Da una parte l’arte sovversiva di Maria Lai, le sue leggende dolci e arcaiche, la sua performance collettiva del legarsi alla montagna il paese, il rurale visionario tenere per mano il sole che tanto ha fatto sognare e gioire. Un lavoro scavato tra le pieghe di una società dura e tesa a omologare, a rendere ogni aspetto poetico un’astrazione priva di bellezza, legata all’idea di mercato e mai stretta alla terra, alle origini, a quella tradizione potente che si genera guardando al passato dal presente, che ne recupera frammenti vitali per liberare l’animo umano dalla schiavitù.

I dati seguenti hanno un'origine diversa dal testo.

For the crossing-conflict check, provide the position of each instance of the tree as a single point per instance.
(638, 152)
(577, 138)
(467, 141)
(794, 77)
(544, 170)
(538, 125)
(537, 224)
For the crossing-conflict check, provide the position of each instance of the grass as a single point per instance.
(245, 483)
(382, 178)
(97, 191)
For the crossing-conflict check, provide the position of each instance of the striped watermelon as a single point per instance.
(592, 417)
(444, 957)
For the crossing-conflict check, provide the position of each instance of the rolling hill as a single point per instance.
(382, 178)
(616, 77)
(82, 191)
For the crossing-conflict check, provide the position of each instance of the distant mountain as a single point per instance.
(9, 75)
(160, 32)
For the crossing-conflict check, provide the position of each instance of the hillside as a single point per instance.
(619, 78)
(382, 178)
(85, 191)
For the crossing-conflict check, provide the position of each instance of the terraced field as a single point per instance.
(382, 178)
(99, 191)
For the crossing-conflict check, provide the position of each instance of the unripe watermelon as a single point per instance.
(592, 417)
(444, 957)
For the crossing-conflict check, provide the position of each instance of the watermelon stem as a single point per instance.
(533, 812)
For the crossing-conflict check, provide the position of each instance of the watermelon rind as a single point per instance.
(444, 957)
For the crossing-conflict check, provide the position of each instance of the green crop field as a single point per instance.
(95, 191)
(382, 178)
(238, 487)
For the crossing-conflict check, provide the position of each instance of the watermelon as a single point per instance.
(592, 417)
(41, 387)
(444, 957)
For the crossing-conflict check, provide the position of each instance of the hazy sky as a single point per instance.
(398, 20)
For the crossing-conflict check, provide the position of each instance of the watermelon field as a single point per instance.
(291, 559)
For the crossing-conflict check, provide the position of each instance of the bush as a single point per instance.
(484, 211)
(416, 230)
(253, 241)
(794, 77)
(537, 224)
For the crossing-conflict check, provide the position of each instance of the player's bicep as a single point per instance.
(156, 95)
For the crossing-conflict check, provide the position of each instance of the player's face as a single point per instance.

Dall’altra parte Boeri. Usando parole lasciate a spiegazione, per giustificare questo strano rapporto: “…simbolo di questa rinnovata visione del vivere circondati dal verde, da cui trae ispirazione lo stesso Bosco Verticale…”. Il Bosco Verticale a Milano, l’opera più nota dell’archistar: due palazzi di cemento tirati su al posto di un giardino, decorati con alberi costosi di varie specie, curati a costi altissimi da giardinieri acrobati che si calano dal tetto. Dentro lo strano bosco fighetto appartamenti di superlusso per i Vip milanesi, con tanto di affaccio su un parco privato vigilato da guardie.
Leggo: “… proprio qui (a Ulassai, ndr) si ricongiunge idealmente e concettualmente (il Bosco verticale di cui sopra, ndr) con la natura e le sue radici”.
Sarò prevenuto, ma non vedo radici di cemento utili per la nostra sorte. Sarò miope, ma non vedo rapporto tra l’arte pura e necessariamente sovversiva di Maria Lai (averla conosciuta è stato un dono) e il greenwashing per super ricchi dell’archistar.